Mayer quotes an official from Scotland Yard (headquarters of London’s Metropolitan Police) who says this account is “completely and utterly wrong.” When I asked one former senior CIA official what to make of this, he laughed and asked: “How would he know?” The CIA, he explained, has no liaison with London’s Metropolitan Police — it deals with MI6 (the Secret Intelligence Service) and sometimes with MI5 (the Security Service). An official from the Metropolitan Police, he said, would have no way of knowing what intelligence the CIA shared with MI6 or MI5, much less the ultimate source of that intelligence. Another former intelligence official agreed with this assessment, telling me: “The British deserve a great deal of credit for this operation, but a significant portion of the ‘back room’ was comprised of American intelligence information and operations.” That includes intelligence provided by KSM.

Here’s Mayer:

Thiessen’s claim about Khalid Sheikh Mohammed looks equally shaky. The Bush interrogation program hardly discovered the Philippine airlines plot: in 1995, police in Manila stopped it from proceeding and, later, confiscated a computer filled with incriminating details. By 2003, when Mohammed was detained, hundreds of news reports about the plot had been published. If Mohammed provided the C.I.A. with critical new clues–details unknown to the Philippine police, or anyone else–Thiessen doesn’t supply the evidence. 

Here’s Thiessen:

In fact, I never make any such claim in my book — obviously it would have been impossible for a program that started in 2002 to have disrupted a terrorist plot in 1995. What I do write is that during CIA questioning, “KSM describes in detail the revisions he made to his failed 1994–1995 plan known as the ‘Bojinka plot’— formulated with his nephew Ramzi Yousef — to blow up a dozen airplanes carrying some 4,000 passengers over the Pacific Ocean” (i.e., these are revisions he made to the plot for the next attempt).
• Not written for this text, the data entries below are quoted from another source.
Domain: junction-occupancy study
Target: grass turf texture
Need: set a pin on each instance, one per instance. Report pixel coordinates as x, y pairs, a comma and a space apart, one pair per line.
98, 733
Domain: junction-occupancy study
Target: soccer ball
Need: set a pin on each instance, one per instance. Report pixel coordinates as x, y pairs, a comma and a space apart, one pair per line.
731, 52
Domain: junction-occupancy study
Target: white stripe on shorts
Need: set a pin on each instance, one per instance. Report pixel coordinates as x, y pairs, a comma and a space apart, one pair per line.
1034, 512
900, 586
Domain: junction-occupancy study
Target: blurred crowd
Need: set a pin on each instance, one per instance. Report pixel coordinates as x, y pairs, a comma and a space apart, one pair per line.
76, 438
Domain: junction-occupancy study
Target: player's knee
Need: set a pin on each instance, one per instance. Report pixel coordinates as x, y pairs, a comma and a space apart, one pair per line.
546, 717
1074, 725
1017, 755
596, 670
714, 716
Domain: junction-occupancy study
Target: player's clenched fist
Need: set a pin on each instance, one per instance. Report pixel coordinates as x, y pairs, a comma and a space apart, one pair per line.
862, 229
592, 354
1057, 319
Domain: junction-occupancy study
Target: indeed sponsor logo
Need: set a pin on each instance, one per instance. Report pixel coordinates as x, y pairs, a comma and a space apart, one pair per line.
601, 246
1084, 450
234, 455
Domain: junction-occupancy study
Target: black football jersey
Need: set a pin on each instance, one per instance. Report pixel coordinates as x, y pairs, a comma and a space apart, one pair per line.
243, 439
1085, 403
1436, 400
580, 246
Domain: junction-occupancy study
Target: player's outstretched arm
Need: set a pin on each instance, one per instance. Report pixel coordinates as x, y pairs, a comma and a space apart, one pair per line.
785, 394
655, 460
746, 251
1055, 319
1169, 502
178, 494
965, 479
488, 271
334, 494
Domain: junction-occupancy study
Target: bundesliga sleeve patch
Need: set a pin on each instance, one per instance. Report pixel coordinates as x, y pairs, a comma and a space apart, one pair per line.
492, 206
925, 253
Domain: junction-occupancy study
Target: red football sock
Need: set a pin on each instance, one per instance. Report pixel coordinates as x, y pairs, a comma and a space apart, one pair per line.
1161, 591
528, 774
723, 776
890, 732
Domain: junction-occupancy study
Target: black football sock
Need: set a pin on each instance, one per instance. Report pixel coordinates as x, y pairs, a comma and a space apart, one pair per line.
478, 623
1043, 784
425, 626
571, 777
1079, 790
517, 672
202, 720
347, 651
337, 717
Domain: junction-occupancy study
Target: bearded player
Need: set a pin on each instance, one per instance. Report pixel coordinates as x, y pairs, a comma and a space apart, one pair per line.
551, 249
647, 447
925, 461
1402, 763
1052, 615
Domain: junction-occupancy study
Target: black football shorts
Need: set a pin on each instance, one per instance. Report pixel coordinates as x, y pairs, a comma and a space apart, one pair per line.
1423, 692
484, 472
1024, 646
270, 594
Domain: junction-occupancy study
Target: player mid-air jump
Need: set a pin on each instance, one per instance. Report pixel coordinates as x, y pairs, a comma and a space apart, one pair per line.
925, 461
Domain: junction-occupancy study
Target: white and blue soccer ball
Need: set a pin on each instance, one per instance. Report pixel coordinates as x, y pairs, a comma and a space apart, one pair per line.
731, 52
I explain (Courting Disaster, pages 7–8) that years later, in 2006, an observant CIA officer noticed that the activities of a cell being followed by British authorities appeared to match the revised plan KSM described, and that the CIA officer shared this information with the British authorities. At first they were skeptical, but later they acknowledged that this was in fact what the cell was planning. It was this critical information from KSM that uncovered the terrorists’ true intentions.

Readers may decide on their own who is more persuasive. I have a feeling that it largely depends on whom the reader would believe more at the outset, rather than on reading the two articles. But let’s be honest. There is no “devastating” takedown that completely discredits Thiessen or an absolutely complete rebuttal here.  There is just a disagreement and lots of give and take.